Luis Jaime Cisneros
Updated 06/06/2021 10:01
a rural school teacher who came out of anonymity four years ago as the leader of a national teacher strike, broke in with a leftist speech and
the promise of "no more poor in a rich country"
, thereby seeking to become the Sunday in President of
The candidate of
, a minority leftist party, reaches the ballot
with the right-wing leader Keiko Fujimori, according to the latest polls released after he hit the ball when he won with 18.9% the first round of April 11, which had a record of 18 applicants.
At the age of 51, Castillo has the merit of channeling the
feeling of indignation
from a part of Peru that he connected with his simple message: "No more poor in a rich country."
He was born in Puña, a town in the Chota district, in the northern Cajamarca region, where he has lived and worked as a teacher in a rural school for 24 years.
His name began to sound in 2017, when he
led a prolonged national strike
A propaganda poster of candidate Pedro Castillo, in his hometown, Catabamba, in Peru.
Religion and social demands
He is married and has three children.
His wife is evangelical, but he is Catholic.
The mix of conservative morals and social demands for change has tuned in well in a country where religion is often an electoral factor.
He is used to citing biblical passages when he appeals to morality to justify his
rejection of abortion, homosexual marriage and euthanasia
Wearing a white high-top hat typical of Cajamarca, he patiently traveled the regions of Peru, even on horseback, to get votes.
"Castillo is a kind of Lula from the countryside, without the union skills of the former Brazilian president, but he proves to be a good communicator," journalist and analyst Sonia Goldenberg told AFP.
"He is a much better candidate than Keiko Fujimori to convey emotions," he adds.
Facts about Pedro Castillo and his rival Keiko Fujimori.

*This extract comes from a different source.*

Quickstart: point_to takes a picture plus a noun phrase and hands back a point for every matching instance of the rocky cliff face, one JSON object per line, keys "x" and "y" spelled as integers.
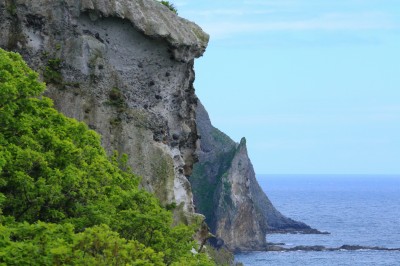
{"x": 226, "y": 191}
{"x": 125, "y": 67}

He promises to create a million jobs in a year
He promises to create a million jobs in a year
and denies that he intends to confiscate workers' pension funds, as his critics claim.
"The people feel identified with a person who is born from the same town," said the candidate when he went on horseback to vote in the first round in Tacabamba (Cajamarca), the traditional means of transport in that rural area.
2017 national strike
lasted almost 80 days, demanding a salary increase and the elimination of a questioned teacher evaluation system.
The strike left 3.5 million students in the country's public schools without classes and cornered then-president Pedro Pablo Kuczynski.
He initially refused to dialogue with the strikers until he relented and accepted most of the demands, except to end the evaluation system.
In an attempt to delegitimize the strike, the Minister of the Interior at the time, Carlos Basombrío, said that the leaders of the magisterium were linked to Movadef, the political arm of the defeated Maoist guerrilla of the Shining Path, an illegal group considered "terrorist" in Peru. .
Ireño Castillo, the father of Pedro Castillo, at his home in the town of Puña, department of Cajamarca, Peru, this Friday.
"I categorically reject the complaints," replied Castillo, who had integrated in Cajamarca the armed "peasant rounds" that resisted the incursions of Sendero in the harsh days of the internal conflict (1980-2000).
We plan changes, not patches or reforms like other leftist candidates,"
Castillo said during the campaign.
The Peruvian left came to the elections divided with four candidates, among them Verónika Mendoza and the former Catholic priest Marco Arana, as well as Castillo.
Peru Libre's electoral proposal was based on a triad:
health, education and agriculture, the priority sectors to promote national development, according to Castillo.
plans to convene a Constituent Assembly
to draft a new
in six months to replace the current one, which favors the free market economy.
The 1993 Constitution is a legacy of the right-wing populist government of Alberto Fujimori (1990-2000), Keiko's father.
Castillo's rival is opposed to changing the Magna Carta.
also promises to expel foreigners who commit crimes
, in tacit allusion to the Venezuelan migrants who arrived since 2017 and who exceed one million.
"(We will give a) 72-hour period to illegal foreigners to leave the country, those who have come to commit crimes," said Castillo, who in order to combat insecurity proposes that Peru withdraw from the Pact of San José to
restore the penalty death to criminals
Peru Libre is one of the few left-wing Peruvian parties that defends the regime of Venezuelan President Nicolás Maduro.
Castillo announced that, if he comes to power, the country will regain control of its energy and mineral wealth, such as gas, lithium and gold, now under the control of multinationals.
But he did not say how he will do it.